Sifting through the different options in the mortgage market can be very confusing, and the wrong choice can cost someone thousands of dollars.
So, to make the decision more manageable, most people focus on the Annual Percentage Rate, or APR. This number presents the annual cost of the mortgage based on standardized assumptions. Unfortunately, these assumptions are probably not correct for most borrowers in today's world, and can actually lead to the wrong (and extremely more costly) choice.

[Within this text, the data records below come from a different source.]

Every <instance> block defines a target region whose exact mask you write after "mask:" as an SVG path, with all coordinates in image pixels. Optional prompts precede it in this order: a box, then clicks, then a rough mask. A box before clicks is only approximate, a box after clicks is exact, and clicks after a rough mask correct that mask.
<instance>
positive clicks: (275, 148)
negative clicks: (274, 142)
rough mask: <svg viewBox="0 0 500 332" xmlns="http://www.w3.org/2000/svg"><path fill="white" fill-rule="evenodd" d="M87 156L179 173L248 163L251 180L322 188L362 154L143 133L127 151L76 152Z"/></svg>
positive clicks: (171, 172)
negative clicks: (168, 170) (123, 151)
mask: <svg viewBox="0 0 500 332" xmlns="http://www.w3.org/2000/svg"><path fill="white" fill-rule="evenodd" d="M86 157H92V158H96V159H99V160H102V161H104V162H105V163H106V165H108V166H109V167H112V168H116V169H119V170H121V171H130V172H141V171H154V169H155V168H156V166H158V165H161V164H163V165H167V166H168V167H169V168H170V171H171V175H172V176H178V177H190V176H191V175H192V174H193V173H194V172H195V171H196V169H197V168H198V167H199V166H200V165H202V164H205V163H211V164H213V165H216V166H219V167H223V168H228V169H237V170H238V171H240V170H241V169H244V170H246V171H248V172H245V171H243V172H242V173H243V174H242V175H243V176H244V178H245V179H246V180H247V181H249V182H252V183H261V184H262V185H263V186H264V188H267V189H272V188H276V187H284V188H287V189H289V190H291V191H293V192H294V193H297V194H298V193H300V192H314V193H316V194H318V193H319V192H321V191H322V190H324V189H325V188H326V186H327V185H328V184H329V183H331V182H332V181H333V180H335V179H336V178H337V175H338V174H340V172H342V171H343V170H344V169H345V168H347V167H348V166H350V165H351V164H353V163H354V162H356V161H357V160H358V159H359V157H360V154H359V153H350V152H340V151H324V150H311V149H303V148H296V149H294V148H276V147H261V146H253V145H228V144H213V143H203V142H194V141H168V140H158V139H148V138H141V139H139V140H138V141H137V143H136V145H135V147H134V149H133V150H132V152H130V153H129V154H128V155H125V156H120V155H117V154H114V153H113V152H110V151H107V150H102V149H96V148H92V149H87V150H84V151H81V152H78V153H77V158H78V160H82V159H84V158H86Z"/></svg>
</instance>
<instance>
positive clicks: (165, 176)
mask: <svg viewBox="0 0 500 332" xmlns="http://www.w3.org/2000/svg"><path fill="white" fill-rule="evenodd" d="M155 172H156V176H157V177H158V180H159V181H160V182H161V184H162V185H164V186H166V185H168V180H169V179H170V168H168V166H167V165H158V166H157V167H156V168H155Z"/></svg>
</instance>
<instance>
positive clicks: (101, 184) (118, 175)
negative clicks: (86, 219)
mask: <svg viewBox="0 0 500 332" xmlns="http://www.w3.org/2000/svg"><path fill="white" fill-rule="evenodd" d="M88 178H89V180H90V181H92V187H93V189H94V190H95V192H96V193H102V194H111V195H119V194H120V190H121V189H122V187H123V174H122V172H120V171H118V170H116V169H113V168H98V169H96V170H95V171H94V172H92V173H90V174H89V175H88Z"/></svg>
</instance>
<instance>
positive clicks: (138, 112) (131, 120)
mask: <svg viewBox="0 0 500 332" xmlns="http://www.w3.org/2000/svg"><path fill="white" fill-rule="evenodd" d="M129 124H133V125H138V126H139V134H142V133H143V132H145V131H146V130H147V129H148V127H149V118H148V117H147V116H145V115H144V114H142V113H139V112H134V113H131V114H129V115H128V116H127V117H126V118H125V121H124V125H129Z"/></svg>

Dan Melson at Searchlight Crusade explains how this can occur in a recent piece titled why the lowest APR loan isn't necessarily the best. In it he gives some of the background and history behind the concept of APR, and works through a typical case where a loan with a higher APR but lower up-front costs turns out to be significantly better than a higher-cost but lower-APR alternative.
What drives Melson's example is the way APR is calculated -- based on the assumption that the borrower would keep the loan for its full term. In effect, this means that APR assumes that the up-front costs of the loan are amortized out over 30 ears for a typical loan.
But in today's market, the usual loan is either paid off or refinanced about every two or three years. If APR were to be calculated under that assumption, a loan with up-front costs such as points would end up with a significantly higher "effective" APR.
The bottom line - paying up-front costs on a loan could significantly increase your "real" APR (relative to the "Stated" APR) unless you plan on keeping your loan to term, which is highly unlikely for most people today.